Records of internet transactions, radio-frequency identification chips on trucks and goods and hospital patients wearing devices that emit constant streams of data are among the reasons analytics is becoming more important, said Rob Ashe, IBM’s general manager of business analytics, at the centre’s official launch Thursday morning.
“We’re talking about getting business intelligence right out into the front office,” said Ashe, former chief executive of Cognos Inc., the Ottawa analytics software company IBM acquired in 2008. “Let’s make it a practical reality that people can put to use every day, whatever mission they’re on.”
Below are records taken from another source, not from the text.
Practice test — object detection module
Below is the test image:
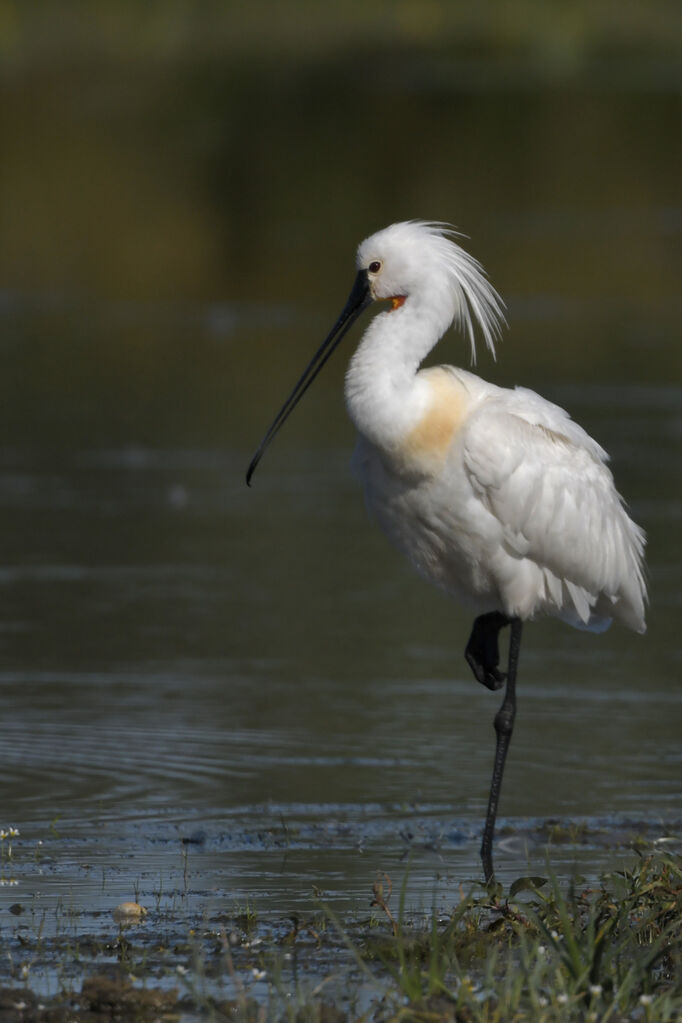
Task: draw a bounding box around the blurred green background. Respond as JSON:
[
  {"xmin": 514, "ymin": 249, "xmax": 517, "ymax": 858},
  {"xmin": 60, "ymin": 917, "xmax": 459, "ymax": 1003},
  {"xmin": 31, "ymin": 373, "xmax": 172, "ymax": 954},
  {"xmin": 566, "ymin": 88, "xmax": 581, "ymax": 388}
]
[{"xmin": 1, "ymin": 0, "xmax": 680, "ymax": 450}]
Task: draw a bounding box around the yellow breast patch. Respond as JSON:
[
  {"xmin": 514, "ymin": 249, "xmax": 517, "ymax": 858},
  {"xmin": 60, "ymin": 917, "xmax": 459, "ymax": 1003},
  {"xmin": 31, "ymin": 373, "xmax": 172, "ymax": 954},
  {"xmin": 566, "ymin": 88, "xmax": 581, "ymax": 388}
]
[{"xmin": 398, "ymin": 369, "xmax": 470, "ymax": 469}]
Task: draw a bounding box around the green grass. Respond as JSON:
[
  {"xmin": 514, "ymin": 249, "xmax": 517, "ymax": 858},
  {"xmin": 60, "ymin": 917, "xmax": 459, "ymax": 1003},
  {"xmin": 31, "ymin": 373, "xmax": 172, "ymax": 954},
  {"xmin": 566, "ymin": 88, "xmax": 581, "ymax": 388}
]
[
  {"xmin": 339, "ymin": 853, "xmax": 682, "ymax": 1022},
  {"xmin": 2, "ymin": 849, "xmax": 680, "ymax": 1021}
]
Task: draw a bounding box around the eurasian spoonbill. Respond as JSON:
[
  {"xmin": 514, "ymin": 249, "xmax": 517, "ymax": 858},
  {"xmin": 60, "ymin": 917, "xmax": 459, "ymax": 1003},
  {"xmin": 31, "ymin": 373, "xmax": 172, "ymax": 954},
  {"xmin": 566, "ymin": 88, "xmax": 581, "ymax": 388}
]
[{"xmin": 246, "ymin": 220, "xmax": 647, "ymax": 882}]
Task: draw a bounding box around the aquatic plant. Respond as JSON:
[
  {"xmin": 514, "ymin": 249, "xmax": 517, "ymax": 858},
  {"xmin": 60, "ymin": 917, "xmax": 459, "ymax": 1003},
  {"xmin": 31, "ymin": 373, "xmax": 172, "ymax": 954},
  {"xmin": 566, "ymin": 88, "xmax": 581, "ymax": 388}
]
[
  {"xmin": 1, "ymin": 849, "xmax": 680, "ymax": 1021},
  {"xmin": 354, "ymin": 853, "xmax": 682, "ymax": 1021}
]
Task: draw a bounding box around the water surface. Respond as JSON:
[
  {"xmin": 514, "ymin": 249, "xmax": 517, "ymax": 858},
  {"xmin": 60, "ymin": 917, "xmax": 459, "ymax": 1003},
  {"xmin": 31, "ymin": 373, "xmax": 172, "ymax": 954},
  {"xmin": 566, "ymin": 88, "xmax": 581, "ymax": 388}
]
[{"xmin": 0, "ymin": 46, "xmax": 680, "ymax": 941}]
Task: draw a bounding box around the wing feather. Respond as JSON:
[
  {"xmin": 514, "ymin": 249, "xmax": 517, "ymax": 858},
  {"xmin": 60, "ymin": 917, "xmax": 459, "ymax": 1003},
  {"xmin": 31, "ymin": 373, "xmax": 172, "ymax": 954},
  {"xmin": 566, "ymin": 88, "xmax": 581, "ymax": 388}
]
[{"xmin": 462, "ymin": 394, "xmax": 646, "ymax": 630}]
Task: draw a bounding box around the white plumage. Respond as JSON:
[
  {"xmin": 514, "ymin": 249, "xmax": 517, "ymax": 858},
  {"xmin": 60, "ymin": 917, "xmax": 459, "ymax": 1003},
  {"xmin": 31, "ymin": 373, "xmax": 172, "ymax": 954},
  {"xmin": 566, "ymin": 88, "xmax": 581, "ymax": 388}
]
[
  {"xmin": 345, "ymin": 221, "xmax": 646, "ymax": 636},
  {"xmin": 247, "ymin": 218, "xmax": 647, "ymax": 880}
]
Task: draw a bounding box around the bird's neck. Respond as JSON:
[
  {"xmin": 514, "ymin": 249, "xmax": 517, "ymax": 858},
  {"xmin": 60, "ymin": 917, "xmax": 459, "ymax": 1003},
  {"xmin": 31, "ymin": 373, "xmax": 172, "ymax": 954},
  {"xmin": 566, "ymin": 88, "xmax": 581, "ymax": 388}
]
[{"xmin": 344, "ymin": 299, "xmax": 447, "ymax": 449}]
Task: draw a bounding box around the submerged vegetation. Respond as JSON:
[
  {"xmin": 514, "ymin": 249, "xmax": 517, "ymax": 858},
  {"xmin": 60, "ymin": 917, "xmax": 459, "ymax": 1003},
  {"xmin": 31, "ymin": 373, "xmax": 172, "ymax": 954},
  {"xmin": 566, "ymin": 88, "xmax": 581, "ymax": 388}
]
[{"xmin": 1, "ymin": 847, "xmax": 680, "ymax": 1021}]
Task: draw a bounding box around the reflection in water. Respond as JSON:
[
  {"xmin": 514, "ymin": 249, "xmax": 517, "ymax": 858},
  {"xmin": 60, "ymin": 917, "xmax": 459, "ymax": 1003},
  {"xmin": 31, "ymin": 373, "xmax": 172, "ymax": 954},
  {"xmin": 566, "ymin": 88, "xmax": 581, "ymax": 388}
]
[{"xmin": 0, "ymin": 44, "xmax": 679, "ymax": 913}]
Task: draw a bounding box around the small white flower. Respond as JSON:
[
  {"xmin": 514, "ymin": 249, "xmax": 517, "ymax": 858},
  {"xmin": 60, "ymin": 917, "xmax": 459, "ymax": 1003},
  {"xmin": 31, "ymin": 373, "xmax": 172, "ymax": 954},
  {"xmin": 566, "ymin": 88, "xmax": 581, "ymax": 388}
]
[
  {"xmin": 589, "ymin": 984, "xmax": 602, "ymax": 997},
  {"xmin": 0, "ymin": 831, "xmax": 7, "ymax": 840},
  {"xmin": 537, "ymin": 996, "xmax": 548, "ymax": 1007},
  {"xmin": 20, "ymin": 965, "xmax": 29, "ymax": 979},
  {"xmin": 251, "ymin": 968, "xmax": 266, "ymax": 981},
  {"xmin": 550, "ymin": 929, "xmax": 560, "ymax": 940},
  {"xmin": 537, "ymin": 945, "xmax": 546, "ymax": 955},
  {"xmin": 557, "ymin": 993, "xmax": 568, "ymax": 1005},
  {"xmin": 13, "ymin": 1003, "xmax": 26, "ymax": 1012},
  {"xmin": 9, "ymin": 828, "xmax": 19, "ymax": 837},
  {"xmin": 175, "ymin": 965, "xmax": 188, "ymax": 976},
  {"xmin": 639, "ymin": 994, "xmax": 653, "ymax": 1006}
]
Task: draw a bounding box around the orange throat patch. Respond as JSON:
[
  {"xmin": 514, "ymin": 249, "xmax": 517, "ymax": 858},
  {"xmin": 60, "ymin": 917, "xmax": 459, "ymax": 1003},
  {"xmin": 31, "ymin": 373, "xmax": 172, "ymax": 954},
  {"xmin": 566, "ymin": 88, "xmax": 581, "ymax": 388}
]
[{"xmin": 389, "ymin": 295, "xmax": 406, "ymax": 311}]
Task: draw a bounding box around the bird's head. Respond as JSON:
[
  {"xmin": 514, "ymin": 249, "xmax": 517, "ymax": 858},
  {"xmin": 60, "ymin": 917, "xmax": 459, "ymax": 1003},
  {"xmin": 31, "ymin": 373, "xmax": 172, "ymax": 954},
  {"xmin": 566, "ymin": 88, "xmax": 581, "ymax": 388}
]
[
  {"xmin": 246, "ymin": 220, "xmax": 505, "ymax": 485},
  {"xmin": 357, "ymin": 221, "xmax": 505, "ymax": 362}
]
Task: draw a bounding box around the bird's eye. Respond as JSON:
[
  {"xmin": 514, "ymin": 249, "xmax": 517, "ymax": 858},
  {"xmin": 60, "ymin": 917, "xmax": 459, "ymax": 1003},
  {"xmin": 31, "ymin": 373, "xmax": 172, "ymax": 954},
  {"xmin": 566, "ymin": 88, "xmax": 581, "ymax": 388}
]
[{"xmin": 368, "ymin": 260, "xmax": 382, "ymax": 274}]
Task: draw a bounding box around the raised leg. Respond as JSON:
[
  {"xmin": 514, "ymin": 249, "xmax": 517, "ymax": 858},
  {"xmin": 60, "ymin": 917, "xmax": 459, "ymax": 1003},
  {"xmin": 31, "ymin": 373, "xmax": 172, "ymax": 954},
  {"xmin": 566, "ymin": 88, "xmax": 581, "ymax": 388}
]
[
  {"xmin": 480, "ymin": 617, "xmax": 523, "ymax": 884},
  {"xmin": 465, "ymin": 611, "xmax": 511, "ymax": 691}
]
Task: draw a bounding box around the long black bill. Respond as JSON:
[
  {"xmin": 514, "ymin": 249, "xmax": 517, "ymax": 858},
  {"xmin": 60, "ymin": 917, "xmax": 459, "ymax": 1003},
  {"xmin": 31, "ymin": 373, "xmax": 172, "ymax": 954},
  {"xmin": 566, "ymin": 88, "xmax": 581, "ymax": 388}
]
[{"xmin": 246, "ymin": 269, "xmax": 372, "ymax": 485}]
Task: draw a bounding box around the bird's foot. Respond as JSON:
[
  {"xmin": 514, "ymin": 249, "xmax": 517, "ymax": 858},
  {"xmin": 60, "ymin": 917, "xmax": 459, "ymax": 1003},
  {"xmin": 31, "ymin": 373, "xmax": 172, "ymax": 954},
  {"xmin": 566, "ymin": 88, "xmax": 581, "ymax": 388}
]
[
  {"xmin": 465, "ymin": 648, "xmax": 506, "ymax": 690},
  {"xmin": 465, "ymin": 612, "xmax": 510, "ymax": 691}
]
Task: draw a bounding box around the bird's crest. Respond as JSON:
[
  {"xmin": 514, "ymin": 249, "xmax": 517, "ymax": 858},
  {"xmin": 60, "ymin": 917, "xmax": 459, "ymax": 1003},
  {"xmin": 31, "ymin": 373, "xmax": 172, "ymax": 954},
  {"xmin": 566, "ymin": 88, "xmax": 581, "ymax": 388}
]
[{"xmin": 381, "ymin": 221, "xmax": 507, "ymax": 364}]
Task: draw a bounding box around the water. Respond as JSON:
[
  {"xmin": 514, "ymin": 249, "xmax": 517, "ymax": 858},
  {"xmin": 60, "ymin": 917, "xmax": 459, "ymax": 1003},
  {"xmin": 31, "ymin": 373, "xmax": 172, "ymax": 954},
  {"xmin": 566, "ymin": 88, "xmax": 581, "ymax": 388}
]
[
  {"xmin": 0, "ymin": 40, "xmax": 680, "ymax": 945},
  {"xmin": 0, "ymin": 385, "xmax": 678, "ymax": 917}
]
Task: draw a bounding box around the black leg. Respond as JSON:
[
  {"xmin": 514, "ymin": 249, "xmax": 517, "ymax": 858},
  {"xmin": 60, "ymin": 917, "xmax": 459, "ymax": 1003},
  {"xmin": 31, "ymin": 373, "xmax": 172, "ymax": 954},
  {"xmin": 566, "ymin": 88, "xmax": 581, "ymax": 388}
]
[
  {"xmin": 480, "ymin": 617, "xmax": 523, "ymax": 885},
  {"xmin": 465, "ymin": 611, "xmax": 511, "ymax": 691}
]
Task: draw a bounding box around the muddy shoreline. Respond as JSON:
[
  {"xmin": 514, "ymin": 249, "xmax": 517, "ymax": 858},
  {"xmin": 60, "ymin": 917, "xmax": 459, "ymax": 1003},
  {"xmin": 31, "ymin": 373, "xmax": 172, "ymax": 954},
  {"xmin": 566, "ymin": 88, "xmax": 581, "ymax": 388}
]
[{"xmin": 2, "ymin": 820, "xmax": 680, "ymax": 1022}]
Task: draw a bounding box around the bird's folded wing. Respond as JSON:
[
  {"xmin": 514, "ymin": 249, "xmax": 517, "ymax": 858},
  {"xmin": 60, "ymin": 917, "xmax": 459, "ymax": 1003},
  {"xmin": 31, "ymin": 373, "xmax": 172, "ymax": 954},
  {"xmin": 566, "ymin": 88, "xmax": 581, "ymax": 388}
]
[{"xmin": 462, "ymin": 398, "xmax": 645, "ymax": 603}]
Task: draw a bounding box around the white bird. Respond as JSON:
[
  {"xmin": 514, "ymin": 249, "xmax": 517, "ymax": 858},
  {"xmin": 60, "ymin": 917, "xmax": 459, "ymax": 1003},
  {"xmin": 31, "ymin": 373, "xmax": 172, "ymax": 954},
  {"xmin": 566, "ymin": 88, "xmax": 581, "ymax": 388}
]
[{"xmin": 247, "ymin": 220, "xmax": 647, "ymax": 882}]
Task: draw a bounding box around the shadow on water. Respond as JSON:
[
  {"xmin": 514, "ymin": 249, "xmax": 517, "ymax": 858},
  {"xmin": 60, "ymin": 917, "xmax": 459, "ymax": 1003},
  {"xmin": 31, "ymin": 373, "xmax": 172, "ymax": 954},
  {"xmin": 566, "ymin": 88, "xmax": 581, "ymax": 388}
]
[{"xmin": 0, "ymin": 19, "xmax": 680, "ymax": 1002}]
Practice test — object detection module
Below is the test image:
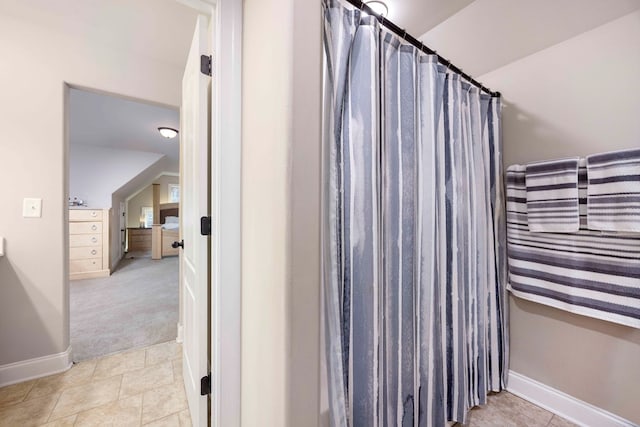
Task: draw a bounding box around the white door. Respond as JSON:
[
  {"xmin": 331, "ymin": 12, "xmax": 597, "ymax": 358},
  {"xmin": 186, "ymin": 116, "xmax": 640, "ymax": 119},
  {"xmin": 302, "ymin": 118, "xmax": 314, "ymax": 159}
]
[{"xmin": 180, "ymin": 14, "xmax": 210, "ymax": 427}]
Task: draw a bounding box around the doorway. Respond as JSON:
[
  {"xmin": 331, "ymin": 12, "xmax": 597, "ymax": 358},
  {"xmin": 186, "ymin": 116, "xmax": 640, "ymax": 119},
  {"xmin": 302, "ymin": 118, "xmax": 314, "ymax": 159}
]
[
  {"xmin": 57, "ymin": 0, "xmax": 242, "ymax": 425},
  {"xmin": 66, "ymin": 87, "xmax": 182, "ymax": 361}
]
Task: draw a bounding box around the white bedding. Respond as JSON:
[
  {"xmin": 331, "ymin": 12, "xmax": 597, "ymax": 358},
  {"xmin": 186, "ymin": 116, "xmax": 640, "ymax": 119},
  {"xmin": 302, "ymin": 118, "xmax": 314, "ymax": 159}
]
[{"xmin": 162, "ymin": 223, "xmax": 179, "ymax": 230}]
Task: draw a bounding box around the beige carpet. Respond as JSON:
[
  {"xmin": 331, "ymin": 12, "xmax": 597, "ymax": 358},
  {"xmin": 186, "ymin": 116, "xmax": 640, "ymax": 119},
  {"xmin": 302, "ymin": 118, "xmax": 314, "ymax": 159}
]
[{"xmin": 70, "ymin": 251, "xmax": 179, "ymax": 361}]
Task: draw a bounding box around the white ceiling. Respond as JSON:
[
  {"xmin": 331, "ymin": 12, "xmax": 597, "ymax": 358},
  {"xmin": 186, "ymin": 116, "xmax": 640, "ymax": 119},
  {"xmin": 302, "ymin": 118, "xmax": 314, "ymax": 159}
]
[
  {"xmin": 69, "ymin": 89, "xmax": 180, "ymax": 170},
  {"xmin": 0, "ymin": 0, "xmax": 199, "ymax": 68},
  {"xmin": 418, "ymin": 0, "xmax": 640, "ymax": 77},
  {"xmin": 384, "ymin": 0, "xmax": 475, "ymax": 36}
]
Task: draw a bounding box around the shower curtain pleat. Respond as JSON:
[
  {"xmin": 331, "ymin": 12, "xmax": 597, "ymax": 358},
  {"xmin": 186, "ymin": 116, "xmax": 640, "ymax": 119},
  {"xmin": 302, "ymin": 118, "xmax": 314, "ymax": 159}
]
[
  {"xmin": 345, "ymin": 15, "xmax": 380, "ymax": 426},
  {"xmin": 322, "ymin": 1, "xmax": 508, "ymax": 425},
  {"xmin": 416, "ymin": 54, "xmax": 446, "ymax": 427}
]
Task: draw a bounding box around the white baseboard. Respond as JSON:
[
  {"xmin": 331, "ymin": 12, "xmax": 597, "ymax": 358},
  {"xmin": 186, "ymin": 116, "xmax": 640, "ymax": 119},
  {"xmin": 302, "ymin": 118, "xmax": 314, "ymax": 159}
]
[
  {"xmin": 0, "ymin": 347, "xmax": 73, "ymax": 388},
  {"xmin": 176, "ymin": 323, "xmax": 184, "ymax": 343},
  {"xmin": 508, "ymin": 371, "xmax": 638, "ymax": 427}
]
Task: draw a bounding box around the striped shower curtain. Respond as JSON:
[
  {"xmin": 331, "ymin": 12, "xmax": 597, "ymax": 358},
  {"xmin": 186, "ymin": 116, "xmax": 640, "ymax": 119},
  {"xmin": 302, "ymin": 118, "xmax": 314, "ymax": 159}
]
[{"xmin": 321, "ymin": 1, "xmax": 508, "ymax": 425}]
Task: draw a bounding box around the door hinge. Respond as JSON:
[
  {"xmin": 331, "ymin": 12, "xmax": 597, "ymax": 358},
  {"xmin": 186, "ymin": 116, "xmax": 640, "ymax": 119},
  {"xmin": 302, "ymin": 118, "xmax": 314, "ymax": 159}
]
[
  {"xmin": 200, "ymin": 373, "xmax": 211, "ymax": 396},
  {"xmin": 200, "ymin": 216, "xmax": 212, "ymax": 236},
  {"xmin": 200, "ymin": 55, "xmax": 212, "ymax": 76}
]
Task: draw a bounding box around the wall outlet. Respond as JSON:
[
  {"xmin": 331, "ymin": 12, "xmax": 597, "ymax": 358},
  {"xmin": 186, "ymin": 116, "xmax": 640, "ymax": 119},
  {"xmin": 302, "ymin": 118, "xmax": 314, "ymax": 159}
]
[{"xmin": 23, "ymin": 198, "xmax": 42, "ymax": 218}]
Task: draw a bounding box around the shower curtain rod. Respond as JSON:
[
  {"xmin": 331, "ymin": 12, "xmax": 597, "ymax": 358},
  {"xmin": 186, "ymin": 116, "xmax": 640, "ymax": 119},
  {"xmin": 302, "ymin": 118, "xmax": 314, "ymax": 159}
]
[{"xmin": 345, "ymin": 0, "xmax": 501, "ymax": 98}]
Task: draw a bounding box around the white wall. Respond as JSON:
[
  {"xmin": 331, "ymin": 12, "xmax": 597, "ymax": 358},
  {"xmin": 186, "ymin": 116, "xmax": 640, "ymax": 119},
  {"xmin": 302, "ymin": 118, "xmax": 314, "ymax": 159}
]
[
  {"xmin": 242, "ymin": 0, "xmax": 323, "ymax": 424},
  {"xmin": 241, "ymin": 0, "xmax": 292, "ymax": 423},
  {"xmin": 480, "ymin": 10, "xmax": 640, "ymax": 423},
  {"xmin": 127, "ymin": 186, "xmax": 153, "ymax": 227},
  {"xmin": 157, "ymin": 174, "xmax": 180, "ymax": 205},
  {"xmin": 70, "ymin": 145, "xmax": 164, "ymax": 208},
  {"xmin": 290, "ymin": 0, "xmax": 322, "ymax": 424},
  {"xmin": 0, "ymin": 10, "xmax": 182, "ymax": 367}
]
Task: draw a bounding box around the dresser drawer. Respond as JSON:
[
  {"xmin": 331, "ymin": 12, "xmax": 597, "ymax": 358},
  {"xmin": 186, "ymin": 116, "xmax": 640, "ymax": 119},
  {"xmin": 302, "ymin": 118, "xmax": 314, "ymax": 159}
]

IBM will give the new centre $1.8 million worth of computing infrastructure, $1 million worth of research assistance and $1 million in cash, while the Telfer School of Management will contribute a $1 million endowment for the centre, which will be housed in the school’s facilities on the University of Ottawa campus.
Dr. Greg Richards, professor of performance management at the Telfer School, already teaches courses in the field and will play a key role in the centre. There are plans to add new faculty along with visiting researchers from IBM.
Dr. Micheál Kelly, dean of the management school, said the centre will help prepare students for the working world while helping the school build its involvement with the private sector. “For me this is the culmination of our strategic plan for the last five years,” he said, “which was to build distinctive research and teaching capabilities.”
The Ottawa Hospital, which is affiliated with the University of Ottawa and is one of Canada’s major teaching hospitals, will also work with the new centre. Dale Potter, the hospital’s chief information officer, said analytics can play a major role in improving health care.
“Health care is data rich but information poor,” he said in an interview.
At the launch event, Potter outlined an example of how analytics could help. A young couple with a baby are involved in a serious car accident. All three need surgery for various injuries. Potter described how data from paramedics’ initial assessment at the accident scene could be transmitted to hospital computers, where in conjunction with the patients’ medical records – transferred from their home hospital thanks to an electronic medical records system – it could be used to prepare for surgery even as ambulances transported them from the scene.
Today, Potter said, paramedics can’t transfer the results of their assessments to the hospital until they arrive, and there are “stop points” where treatment is delayed while patients’ conditions are assessed. For example, it can take 30 to 90 minutes to get a patient from an arriving ambulance into surgery. Potter’s goal is to use analytics to trigger actions “so that information flows in front of the patient.”
Potter, who was CIO of Alcan Engineered Products and Bombardier Transportation before joining the hospital 20 months ago, said technology in health care is 10 to 15 years behind the private sector. “Health care has been talking about this for a long, long time,” he said. “Let’s stop dreaming about when health care might be improved.”